I've been looking to get a milk frog as my first amphibian but was just wondering approximately how much prices go for either WC or CB, can't seem to find many places selling them as CB - the CB's i have seen seem to be actually cheaper than the WC? I'd pay a decent price for them I just don't want to be paying too much for a WC animal that is extortionately high. The prices just seem to vary so much and there doesn't seem to be many places selling them.
I am looking to buy from a good quality reptile shop too, probably not a breeder as this seems even more difficult.

Also, what are the care requirements for them? I've been doing as much research as I can but the information seems to be little. Are they ok to be kept on their own?


----------



## Jazzy B Bunny (Jun 21, 2007)

Hi,
Mine 2 are in a 45x45x60 exo terra with a 5% and 2% UV bulbs, a heat mat on the side and lots of plants/ branches.. I keep them at 60-70% humidity and around 25 degrees temp. They eat locust etc. Change the water dish every day.. Might of missed something but think thats it.

Mine cost £20 each from a breeder in Newquay, but she's disappeard :| I've seen them for £60 or more in shops but sure you can get them cheaper.

Here's their set up:


----------



## Horsfield (Oct 1, 2008)

I paid £20.00 each for my 3 cb in the summer and that was from a shop. one of the local shops near me still has them for £29.99 cb. But i did see them for £60.00 each in 2009 locally.


----------



## Jazzy B Bunny (Jun 21, 2007)

Horsfield said:


> I paid £20.00 each for my 3 cb in the summer and that was from a shop. one of the local shops near me still has them for £29.99 cb. But i did see them for £60.00 each in 2009 locally.


Yeah, the shops round here seem expensive and I even got quoted £80 each in april last year (when I got mine) :gasp: Hence me searcing for a breeder and getting a good deal!


----------



## Horsfield (Oct 1, 2008)

Jazzy B Bunny said:


> Yeah, the shops round here seem expensive and I even got quoted £80 each in april last year (when I got mine) :gasp: Hence me searcing for a breeder and getting a good deal!

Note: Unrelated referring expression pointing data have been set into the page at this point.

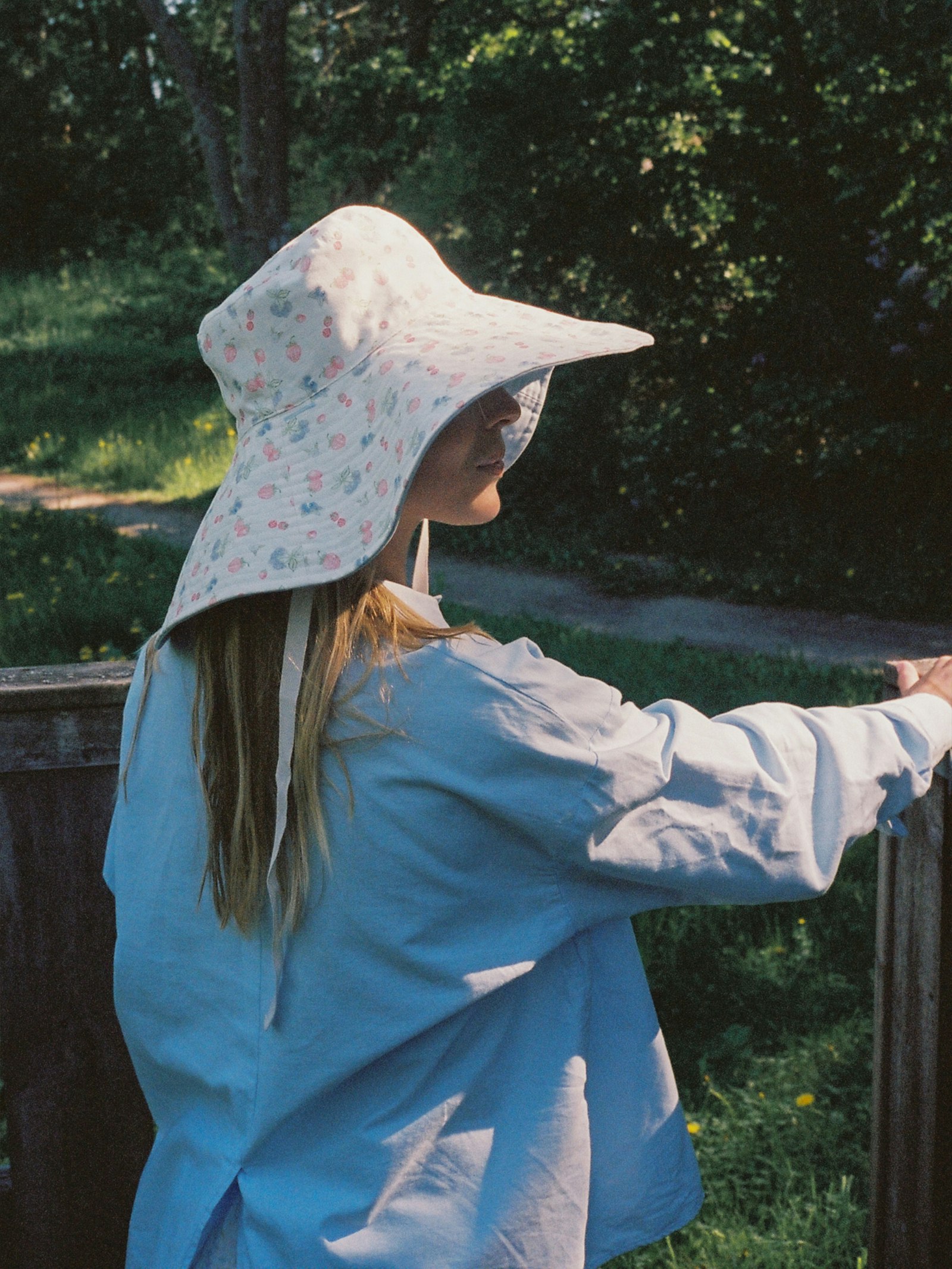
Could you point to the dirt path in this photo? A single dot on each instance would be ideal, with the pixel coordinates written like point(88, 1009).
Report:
point(850, 640)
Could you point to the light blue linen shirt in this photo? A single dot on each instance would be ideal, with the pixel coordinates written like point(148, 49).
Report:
point(465, 1070)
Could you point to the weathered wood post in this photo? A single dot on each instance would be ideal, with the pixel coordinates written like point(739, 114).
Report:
point(79, 1127)
point(910, 1218)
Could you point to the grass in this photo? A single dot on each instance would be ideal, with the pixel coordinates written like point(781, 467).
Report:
point(103, 388)
point(760, 1007)
point(103, 384)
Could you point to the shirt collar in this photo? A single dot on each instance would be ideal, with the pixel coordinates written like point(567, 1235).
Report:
point(424, 606)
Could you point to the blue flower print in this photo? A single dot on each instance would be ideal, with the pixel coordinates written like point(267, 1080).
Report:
point(296, 430)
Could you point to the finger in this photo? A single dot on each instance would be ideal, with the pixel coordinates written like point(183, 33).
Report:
point(907, 675)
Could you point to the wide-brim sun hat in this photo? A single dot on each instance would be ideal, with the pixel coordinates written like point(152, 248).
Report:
point(340, 359)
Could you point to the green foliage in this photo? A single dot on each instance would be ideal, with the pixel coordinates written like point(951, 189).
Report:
point(102, 390)
point(75, 590)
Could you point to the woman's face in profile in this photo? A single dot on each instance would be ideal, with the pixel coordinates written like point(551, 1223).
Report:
point(456, 482)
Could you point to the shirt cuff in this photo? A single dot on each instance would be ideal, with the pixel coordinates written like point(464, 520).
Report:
point(934, 716)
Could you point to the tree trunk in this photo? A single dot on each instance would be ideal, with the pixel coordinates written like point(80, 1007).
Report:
point(274, 125)
point(255, 225)
point(248, 64)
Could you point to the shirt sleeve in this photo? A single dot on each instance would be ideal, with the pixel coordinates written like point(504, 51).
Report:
point(750, 806)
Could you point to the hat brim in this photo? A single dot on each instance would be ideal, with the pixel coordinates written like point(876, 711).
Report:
point(334, 498)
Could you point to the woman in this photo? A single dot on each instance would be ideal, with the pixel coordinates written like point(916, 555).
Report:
point(375, 964)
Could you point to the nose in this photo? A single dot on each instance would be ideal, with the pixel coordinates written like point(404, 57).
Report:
point(499, 409)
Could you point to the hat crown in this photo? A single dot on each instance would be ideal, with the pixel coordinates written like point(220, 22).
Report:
point(319, 308)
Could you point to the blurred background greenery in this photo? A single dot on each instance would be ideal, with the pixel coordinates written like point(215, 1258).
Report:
point(763, 186)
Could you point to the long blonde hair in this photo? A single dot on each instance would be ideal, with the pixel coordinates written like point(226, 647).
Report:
point(238, 649)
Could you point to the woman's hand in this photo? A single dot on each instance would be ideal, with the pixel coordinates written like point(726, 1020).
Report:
point(938, 681)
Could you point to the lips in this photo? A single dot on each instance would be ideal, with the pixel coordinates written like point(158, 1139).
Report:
point(499, 461)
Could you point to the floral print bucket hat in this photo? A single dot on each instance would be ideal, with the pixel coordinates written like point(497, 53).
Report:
point(340, 359)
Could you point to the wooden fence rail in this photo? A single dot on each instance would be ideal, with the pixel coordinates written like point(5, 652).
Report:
point(79, 1129)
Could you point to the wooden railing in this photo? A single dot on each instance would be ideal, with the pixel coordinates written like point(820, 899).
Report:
point(79, 1127)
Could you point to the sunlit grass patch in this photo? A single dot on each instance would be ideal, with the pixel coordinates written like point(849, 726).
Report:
point(75, 590)
point(103, 384)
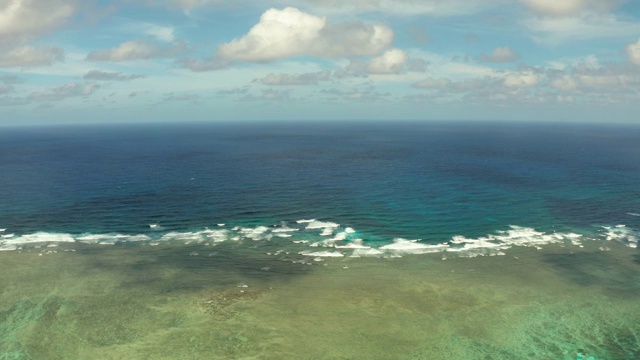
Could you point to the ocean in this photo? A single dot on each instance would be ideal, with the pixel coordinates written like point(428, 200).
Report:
point(322, 240)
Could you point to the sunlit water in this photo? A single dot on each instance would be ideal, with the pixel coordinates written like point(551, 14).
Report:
point(323, 241)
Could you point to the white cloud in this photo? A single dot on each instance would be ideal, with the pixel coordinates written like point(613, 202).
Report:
point(139, 49)
point(281, 79)
point(27, 56)
point(553, 31)
point(568, 8)
point(21, 20)
point(521, 80)
point(431, 83)
point(565, 83)
point(401, 7)
point(391, 62)
point(503, 54)
point(291, 32)
point(110, 76)
point(633, 52)
point(64, 91)
point(164, 33)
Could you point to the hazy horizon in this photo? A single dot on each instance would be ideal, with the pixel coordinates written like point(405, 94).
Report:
point(67, 61)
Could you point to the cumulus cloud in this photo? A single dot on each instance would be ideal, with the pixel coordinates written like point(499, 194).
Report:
point(11, 79)
point(296, 79)
point(521, 80)
point(553, 30)
point(568, 8)
point(269, 95)
point(27, 56)
point(22, 20)
point(432, 83)
point(391, 62)
point(139, 49)
point(110, 76)
point(503, 54)
point(64, 91)
point(401, 7)
point(367, 94)
point(291, 32)
point(633, 52)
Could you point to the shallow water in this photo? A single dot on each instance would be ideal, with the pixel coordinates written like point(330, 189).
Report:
point(166, 302)
point(320, 241)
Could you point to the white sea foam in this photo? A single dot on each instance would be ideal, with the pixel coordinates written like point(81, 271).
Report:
point(284, 229)
point(623, 234)
point(315, 224)
point(254, 233)
point(517, 236)
point(215, 235)
point(322, 253)
point(403, 246)
point(326, 232)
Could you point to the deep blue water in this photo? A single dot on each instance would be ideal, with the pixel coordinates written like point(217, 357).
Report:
point(413, 180)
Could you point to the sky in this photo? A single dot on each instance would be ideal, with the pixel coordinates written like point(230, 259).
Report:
point(93, 61)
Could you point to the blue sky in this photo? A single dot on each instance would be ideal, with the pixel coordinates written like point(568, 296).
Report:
point(80, 61)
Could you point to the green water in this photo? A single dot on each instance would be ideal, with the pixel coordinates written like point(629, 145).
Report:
point(166, 302)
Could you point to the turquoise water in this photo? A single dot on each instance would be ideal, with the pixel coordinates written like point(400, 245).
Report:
point(389, 240)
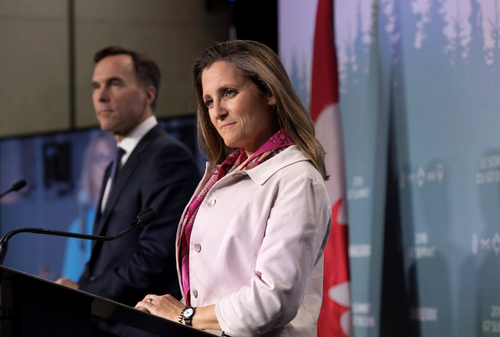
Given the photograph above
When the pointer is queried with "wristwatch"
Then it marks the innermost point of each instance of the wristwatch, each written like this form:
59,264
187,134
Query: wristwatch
188,314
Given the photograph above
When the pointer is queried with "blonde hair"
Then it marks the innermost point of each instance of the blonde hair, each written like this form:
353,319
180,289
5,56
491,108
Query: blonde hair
262,66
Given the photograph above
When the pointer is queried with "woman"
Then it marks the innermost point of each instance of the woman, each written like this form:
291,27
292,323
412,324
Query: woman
250,243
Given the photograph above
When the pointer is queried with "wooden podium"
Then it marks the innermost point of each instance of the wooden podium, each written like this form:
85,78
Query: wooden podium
34,307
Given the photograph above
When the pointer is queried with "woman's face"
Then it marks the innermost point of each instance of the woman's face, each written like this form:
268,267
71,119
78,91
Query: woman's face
243,118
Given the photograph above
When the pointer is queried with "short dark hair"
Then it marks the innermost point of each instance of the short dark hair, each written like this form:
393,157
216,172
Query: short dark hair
146,69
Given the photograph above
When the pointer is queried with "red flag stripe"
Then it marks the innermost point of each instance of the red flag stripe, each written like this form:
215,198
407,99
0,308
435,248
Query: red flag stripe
325,82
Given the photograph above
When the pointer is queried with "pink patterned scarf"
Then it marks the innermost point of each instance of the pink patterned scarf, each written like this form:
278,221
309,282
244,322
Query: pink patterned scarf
235,161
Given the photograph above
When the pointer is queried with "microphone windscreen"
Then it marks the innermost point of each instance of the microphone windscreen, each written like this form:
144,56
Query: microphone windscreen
18,185
146,216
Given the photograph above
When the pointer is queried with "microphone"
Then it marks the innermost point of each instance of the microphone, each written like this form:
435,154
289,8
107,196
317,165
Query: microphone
16,187
144,218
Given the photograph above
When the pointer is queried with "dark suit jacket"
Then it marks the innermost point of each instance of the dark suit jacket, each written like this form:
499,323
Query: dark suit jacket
162,174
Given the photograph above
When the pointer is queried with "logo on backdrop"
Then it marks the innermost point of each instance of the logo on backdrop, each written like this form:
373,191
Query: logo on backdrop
489,170
422,248
362,315
357,189
486,244
422,177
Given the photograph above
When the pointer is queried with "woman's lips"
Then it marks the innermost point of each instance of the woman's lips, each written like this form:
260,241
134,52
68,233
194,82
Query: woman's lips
223,126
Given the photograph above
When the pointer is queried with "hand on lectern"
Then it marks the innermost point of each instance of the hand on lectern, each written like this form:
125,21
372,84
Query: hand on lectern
67,282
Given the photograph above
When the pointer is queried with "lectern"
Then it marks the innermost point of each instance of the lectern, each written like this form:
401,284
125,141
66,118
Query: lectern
34,307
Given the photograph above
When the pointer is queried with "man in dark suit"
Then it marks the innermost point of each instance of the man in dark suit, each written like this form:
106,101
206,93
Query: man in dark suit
155,171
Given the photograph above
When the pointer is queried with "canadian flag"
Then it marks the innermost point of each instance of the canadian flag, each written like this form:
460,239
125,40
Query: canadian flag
335,318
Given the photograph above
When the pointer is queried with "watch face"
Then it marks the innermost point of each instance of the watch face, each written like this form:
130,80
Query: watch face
188,312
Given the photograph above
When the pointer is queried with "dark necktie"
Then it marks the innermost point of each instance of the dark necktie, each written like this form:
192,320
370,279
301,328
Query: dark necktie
115,168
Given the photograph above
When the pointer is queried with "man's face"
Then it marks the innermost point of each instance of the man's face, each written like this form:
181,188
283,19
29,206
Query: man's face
121,102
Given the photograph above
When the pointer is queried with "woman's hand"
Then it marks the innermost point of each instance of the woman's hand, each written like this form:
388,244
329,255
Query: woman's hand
165,306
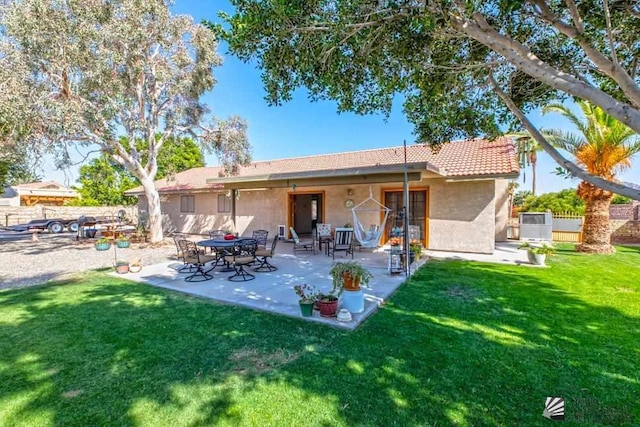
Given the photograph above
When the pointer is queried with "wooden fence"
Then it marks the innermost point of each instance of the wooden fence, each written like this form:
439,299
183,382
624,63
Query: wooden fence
567,227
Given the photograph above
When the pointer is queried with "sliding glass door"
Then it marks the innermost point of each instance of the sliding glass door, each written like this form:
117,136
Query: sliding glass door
394,200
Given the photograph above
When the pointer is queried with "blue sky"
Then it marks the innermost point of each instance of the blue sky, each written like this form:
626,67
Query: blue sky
303,128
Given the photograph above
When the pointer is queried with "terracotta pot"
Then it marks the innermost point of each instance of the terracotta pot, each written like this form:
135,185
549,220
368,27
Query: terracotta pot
328,309
351,283
306,308
122,244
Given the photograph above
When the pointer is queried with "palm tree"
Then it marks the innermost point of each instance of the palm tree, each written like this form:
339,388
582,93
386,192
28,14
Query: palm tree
604,147
528,149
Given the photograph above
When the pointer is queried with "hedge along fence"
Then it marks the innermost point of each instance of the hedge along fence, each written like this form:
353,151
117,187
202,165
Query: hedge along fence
11,215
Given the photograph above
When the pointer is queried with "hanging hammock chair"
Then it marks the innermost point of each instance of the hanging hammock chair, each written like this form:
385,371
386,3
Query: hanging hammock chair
369,238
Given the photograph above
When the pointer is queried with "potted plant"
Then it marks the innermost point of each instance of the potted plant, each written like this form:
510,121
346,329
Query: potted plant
103,244
307,294
140,234
537,254
122,267
348,276
328,304
415,249
135,266
123,241
395,242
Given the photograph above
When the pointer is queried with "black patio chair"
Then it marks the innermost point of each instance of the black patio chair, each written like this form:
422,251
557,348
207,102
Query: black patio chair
261,238
263,255
194,258
342,242
302,245
244,254
186,268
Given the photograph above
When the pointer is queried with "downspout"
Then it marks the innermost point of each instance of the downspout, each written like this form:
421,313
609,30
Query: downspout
407,267
234,195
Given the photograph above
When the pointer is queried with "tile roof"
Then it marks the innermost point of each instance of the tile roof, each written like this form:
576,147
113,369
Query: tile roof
39,185
469,158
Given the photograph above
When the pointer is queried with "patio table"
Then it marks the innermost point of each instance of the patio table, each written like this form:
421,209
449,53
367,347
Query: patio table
219,246
222,246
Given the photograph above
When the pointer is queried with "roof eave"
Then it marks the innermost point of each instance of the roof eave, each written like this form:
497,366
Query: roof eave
483,177
329,173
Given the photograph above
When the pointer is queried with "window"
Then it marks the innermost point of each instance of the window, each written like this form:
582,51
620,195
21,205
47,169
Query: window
187,203
224,203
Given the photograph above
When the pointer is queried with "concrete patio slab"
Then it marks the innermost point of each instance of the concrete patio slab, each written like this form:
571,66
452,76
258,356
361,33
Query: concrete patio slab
273,291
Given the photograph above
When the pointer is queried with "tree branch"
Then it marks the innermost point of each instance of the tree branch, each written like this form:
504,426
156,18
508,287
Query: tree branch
521,57
574,169
607,17
610,68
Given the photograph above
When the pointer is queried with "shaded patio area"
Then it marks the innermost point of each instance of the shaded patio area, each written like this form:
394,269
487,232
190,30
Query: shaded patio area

The RRP seams to have drooped on them in 2010 there must have been a lot breed last year.... but all reps and phibs seam to have taken a plunge last year.


----------



## Jazzy B Bunny (Jun 21, 2007)

Theres some for sale in classifieds for £75 each :gasp:


----------



## SilverSky (Oct 2, 2010)

thats insane! 
i saw some in a very expensive reptile shop for £69.99 and i thought that was bad enough!


----------



## richie.b (Oct 27, 2008)

Jazzy B Bunny said:


> Theres some for sale in classifieds for £75 each :gasp:


Wow thats expensive, i used to sell them for £30ea years ago before they got so popular and the price came right down, you can get them from Hamm for 7 euros now


----------



## baggylettuce (May 3, 2010)

Thanks so much for your advice and help. Where abouts do I begin to look for breeders etc? They don't seem so readily available, or not the same as say reptiles or snakes. I'm not able to get to Hamm, I am in the Sheffield area if anyone can help me out there.

Once again, thanks!


----------



## Jazzy B Bunny (Jun 21, 2007)

I found the breeder I got mine from on 'preloved' you could have a look there or put an ad of your own up.


----------